E-tail giant Amazon (Nasdaq: AMZN) won top sales honors for November, when 3 million buyers passed through its virtual doors, according to figures released Thursday by PC Data Online.
By comparison, Amazon had 1.5 million buyers in the previous month and 1.8 million buyers in November 1999.
Amazon’s nearest competitor in the November 2000 rankings, JCPenney.com, logged 894,000 paying customers — less than 30 percent of Amazon’s total.
However, 16.4 percent of the 5.5 million overall visitors to JCPenney.com made purchases from the site, a higher rate than Amazon’s 11.5 percent (out of 26.3 million overall visitors).

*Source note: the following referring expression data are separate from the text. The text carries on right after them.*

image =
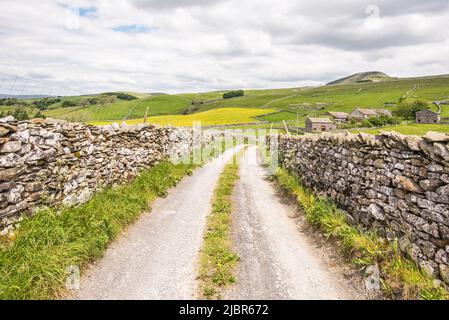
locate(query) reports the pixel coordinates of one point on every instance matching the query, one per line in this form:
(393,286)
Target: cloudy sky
(200,45)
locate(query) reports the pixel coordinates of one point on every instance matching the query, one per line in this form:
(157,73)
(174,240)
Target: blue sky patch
(134,28)
(90,11)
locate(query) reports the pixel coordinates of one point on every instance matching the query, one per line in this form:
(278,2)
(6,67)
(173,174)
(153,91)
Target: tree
(408,111)
(68,103)
(39,115)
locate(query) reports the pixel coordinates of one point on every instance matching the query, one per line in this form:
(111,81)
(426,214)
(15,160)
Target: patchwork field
(309,101)
(292,105)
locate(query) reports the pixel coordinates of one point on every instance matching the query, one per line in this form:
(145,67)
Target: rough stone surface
(397,183)
(51,161)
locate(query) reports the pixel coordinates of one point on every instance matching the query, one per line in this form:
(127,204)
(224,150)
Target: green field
(410,129)
(279,116)
(290,102)
(158,105)
(222,116)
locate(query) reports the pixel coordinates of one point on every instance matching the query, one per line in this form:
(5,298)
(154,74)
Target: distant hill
(6,96)
(363,77)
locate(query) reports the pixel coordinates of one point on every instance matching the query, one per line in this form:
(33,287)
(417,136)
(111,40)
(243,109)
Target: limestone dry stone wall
(398,184)
(55,162)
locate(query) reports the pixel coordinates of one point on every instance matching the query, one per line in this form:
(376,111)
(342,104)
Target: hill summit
(362,77)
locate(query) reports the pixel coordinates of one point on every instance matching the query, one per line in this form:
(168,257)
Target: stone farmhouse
(320,125)
(428,116)
(339,117)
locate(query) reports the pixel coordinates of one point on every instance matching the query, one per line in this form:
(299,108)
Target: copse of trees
(43,104)
(233,94)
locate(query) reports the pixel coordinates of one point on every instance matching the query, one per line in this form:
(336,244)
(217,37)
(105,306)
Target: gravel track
(278,261)
(157,257)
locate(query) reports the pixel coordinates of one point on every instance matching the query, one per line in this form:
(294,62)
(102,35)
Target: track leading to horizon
(158,256)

“Online shopping took off in November with Amazon.com far and away the big winner,” PC Data Internet analyst Cameron Meierhoefer said. “Traditional offline retailers like JC Penney, Sears, Best Buy and Wal-Mart are demonstrating impressive gains on the Internet this holiday season, but Amazon.com continues to raise the bar.”
Boosted by Toy Sales
Meierhoefer believes that at least some of the success Amazon has had in attracting shoppers can be attributed to its relationship with Toysrus.com. Under the terms of that agreement, Amazon hosts Toysrus.com’s Web sites and the two companies share the profits.
The Toysrus.com portion of Amazon received 8.6 million visitors, roughly a third of all Amazon visitors, during November. The only other toy e-tailer on November’s list of 20 top online retailers, eToys, logged 5.6 million visitors.
Although it did not match the lofty totals achieved by Amazon, eToys did register the largest percentage increase of monthly buyers in the rankings, leaping 460 percent, from 87,000 buyers in October to 487,000 in November.
Other high percentage gainers included Jcrew.com, which increased 379 percent from October, reseller Half.com (374 percent) and electronics e-tailer Bestbuy.com (282 percent).
Debuting on the top 20 list at No. 12 was Walmart.com, with 6.7 million visitors and 313,000 buyers.
Amazon, FCB Part Ways
In related news, Amazon’s ad agency of three-and-a-half years, FCB San Francisco, announced Thursday that because of “fundamental disagreements” with the direction that Amazon.com is taking in 2001, it is dropping its high profile client.
Last year, according to Competitive Media Reporting, Amazon spent US$36 million in offline advertising. Through August of this year, the company had spent $9.38 million.
Amazon confirmed the breakup and said that it came after it initiated a review of its advertising vendors in a bid to consolidate its global ad campaigns with one provider. The move to consolidation will also affect the Seattle, Washington-based e-tailer’s relationships with its ad agencies in the UK, France, Germany and Japan.
Both Amazon and FCB said they expect to continue working together through the first quarter of 2001 in order to ensure a smooth transition.